Parties spar over Jaya portrait in TN House
CHENNAI: Opposition parties in Tamil Nadu stayed away from a ceremony to unveil the portrait of former chief minister J Jayalalithaa in the assembly on Monday, saying the honour should not be extended to a person convicted of corruption.
DMK working president MK Stalin said that had Jayalalithaa been alive, she would have been serving time in Bengaluru jail along with VK Sasikala.
“DMK does not support the idea to have (her) portrait inside the assembly hall, where portraits of leading lights of Tamil Nadu have been placed,” he said.
The government brushed aside the criticism and rushed through the ceremony even as the DMK petitioned Madras high court demanding the portrait be removed from the assembly.
The seven-feet-tall portrait shows Jayalalithaa in her trademark green sari, staring down at the Opposition benches.

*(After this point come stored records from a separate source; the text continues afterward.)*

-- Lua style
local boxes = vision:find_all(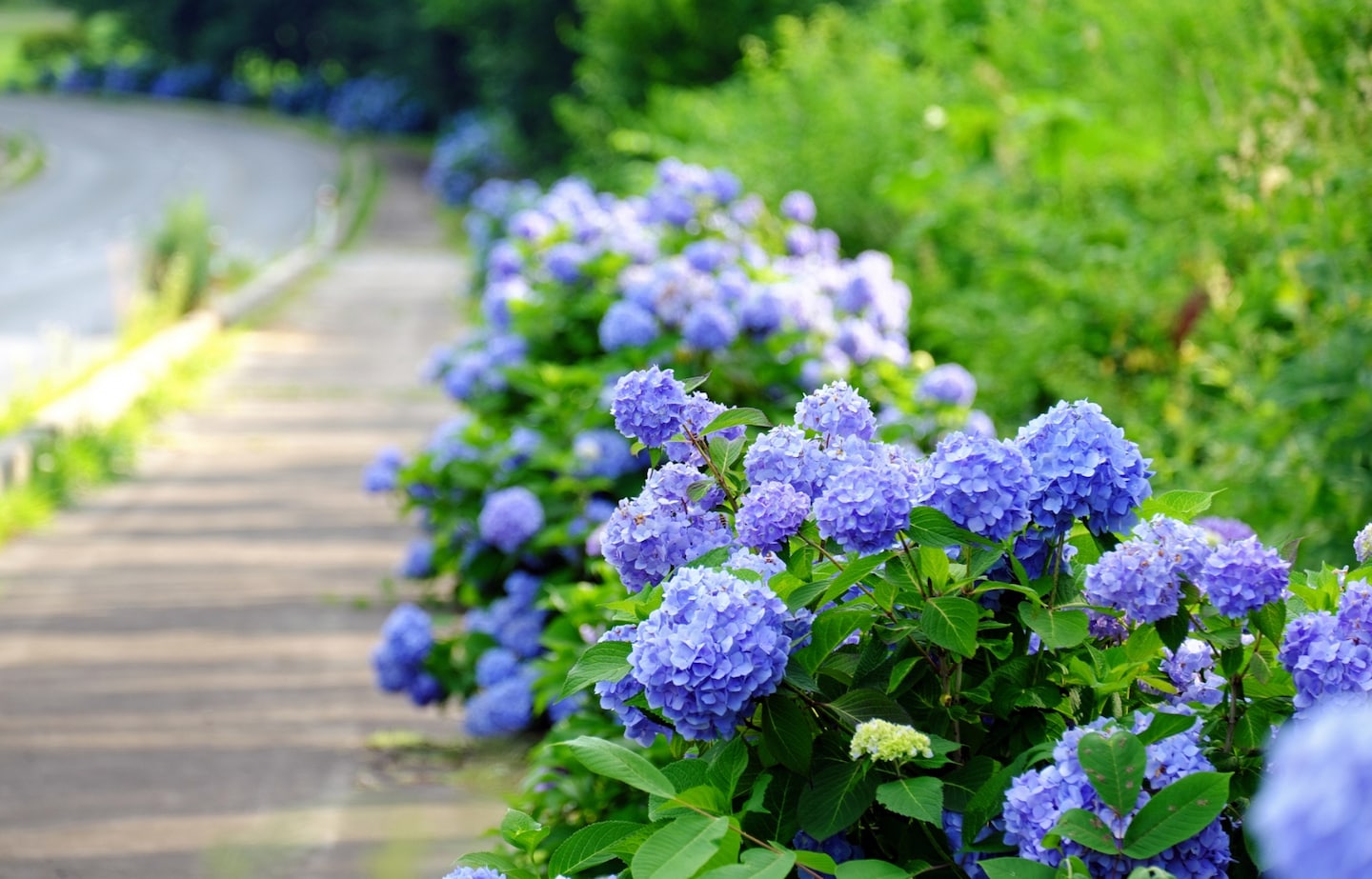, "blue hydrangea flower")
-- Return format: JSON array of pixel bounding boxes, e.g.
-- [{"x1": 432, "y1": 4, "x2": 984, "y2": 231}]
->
[
  {"x1": 1016, "y1": 400, "x2": 1153, "y2": 535},
  {"x1": 1004, "y1": 713, "x2": 1231, "y2": 879},
  {"x1": 611, "y1": 366, "x2": 686, "y2": 447},
  {"x1": 796, "y1": 380, "x2": 877, "y2": 440},
  {"x1": 743, "y1": 424, "x2": 832, "y2": 498},
  {"x1": 599, "y1": 299, "x2": 663, "y2": 351},
  {"x1": 915, "y1": 364, "x2": 977, "y2": 406},
  {"x1": 1191, "y1": 537, "x2": 1291, "y2": 617},
  {"x1": 595, "y1": 626, "x2": 673, "y2": 748},
  {"x1": 629, "y1": 568, "x2": 792, "y2": 739},
  {"x1": 476, "y1": 486, "x2": 543, "y2": 552},
  {"x1": 734, "y1": 483, "x2": 810, "y2": 551},
  {"x1": 1246, "y1": 702, "x2": 1372, "y2": 879},
  {"x1": 915, "y1": 433, "x2": 1035, "y2": 542}
]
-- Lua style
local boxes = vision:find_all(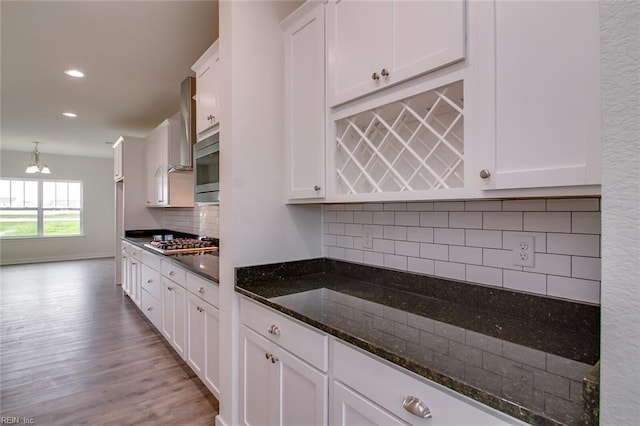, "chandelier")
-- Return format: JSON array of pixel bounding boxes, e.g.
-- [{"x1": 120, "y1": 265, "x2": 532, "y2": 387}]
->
[{"x1": 24, "y1": 142, "x2": 51, "y2": 175}]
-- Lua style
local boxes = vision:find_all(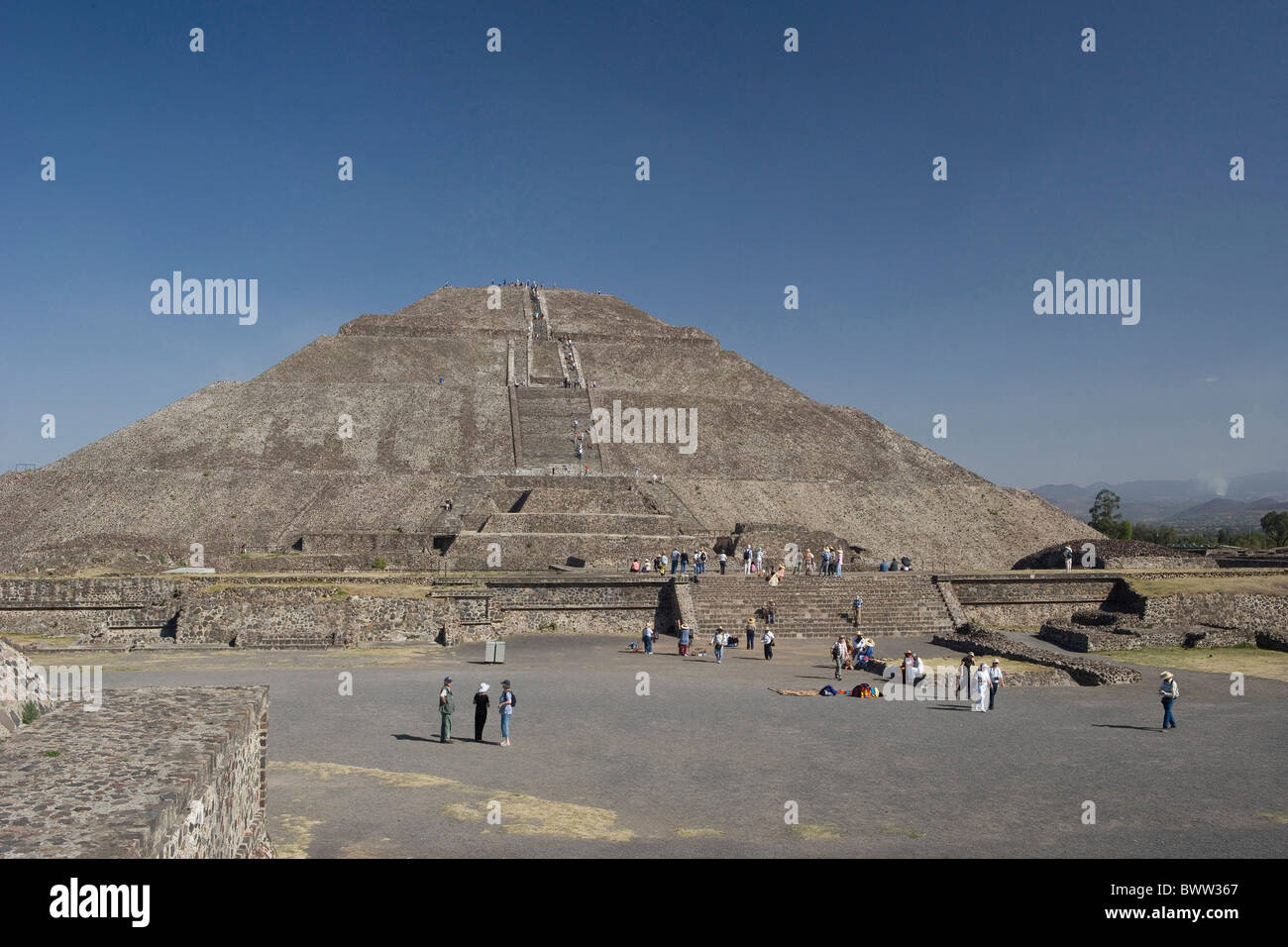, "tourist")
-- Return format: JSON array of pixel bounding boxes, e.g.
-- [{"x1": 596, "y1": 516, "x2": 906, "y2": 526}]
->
[
  {"x1": 1158, "y1": 672, "x2": 1181, "y2": 732},
  {"x1": 912, "y1": 655, "x2": 926, "y2": 686},
  {"x1": 971, "y1": 661, "x2": 988, "y2": 712},
  {"x1": 957, "y1": 651, "x2": 975, "y2": 699},
  {"x1": 474, "y1": 684, "x2": 492, "y2": 743},
  {"x1": 496, "y1": 681, "x2": 515, "y2": 746},
  {"x1": 438, "y1": 678, "x2": 456, "y2": 743}
]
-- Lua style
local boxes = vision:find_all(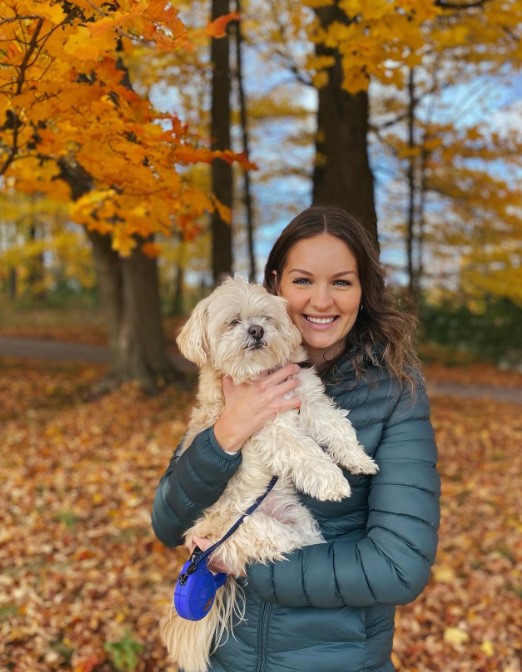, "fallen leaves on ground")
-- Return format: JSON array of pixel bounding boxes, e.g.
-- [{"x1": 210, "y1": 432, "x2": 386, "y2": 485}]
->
[{"x1": 0, "y1": 359, "x2": 522, "y2": 672}]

With the DMK, Congress and Indian Union Muslim League boycotting the function, members of the ruling AIADMK, the party founded by Jayalalithaa, occupied Opposition benches.
Rebel AIADMK leader TTV Dhinakaran, who is Sasikala’s nephew, too, stayed away.
“The government should not denigrate the rich heritage and prestige of the assembly by placing a convict’s portrait in the assembly,” Stalin added.
The Supreme Court had on February 14, 2017 found Sasikala, a long-time aide of Jayalalithaa, and two others guilty of amassing wealth disproportionate to their known sources of income in a 21-year-old case in which the AIADMK founder was also an accused.
Charges against Jayalalithaa were abated after her death on December 5, 2016 but the SC held her “in league with Sasikala”.
Jayalalithaa didn’t allow Sasikala to stay at her Poes Garden residence out of humanitarian concern but to amass assets and launder her ill-gotten wealth, the apex court had said.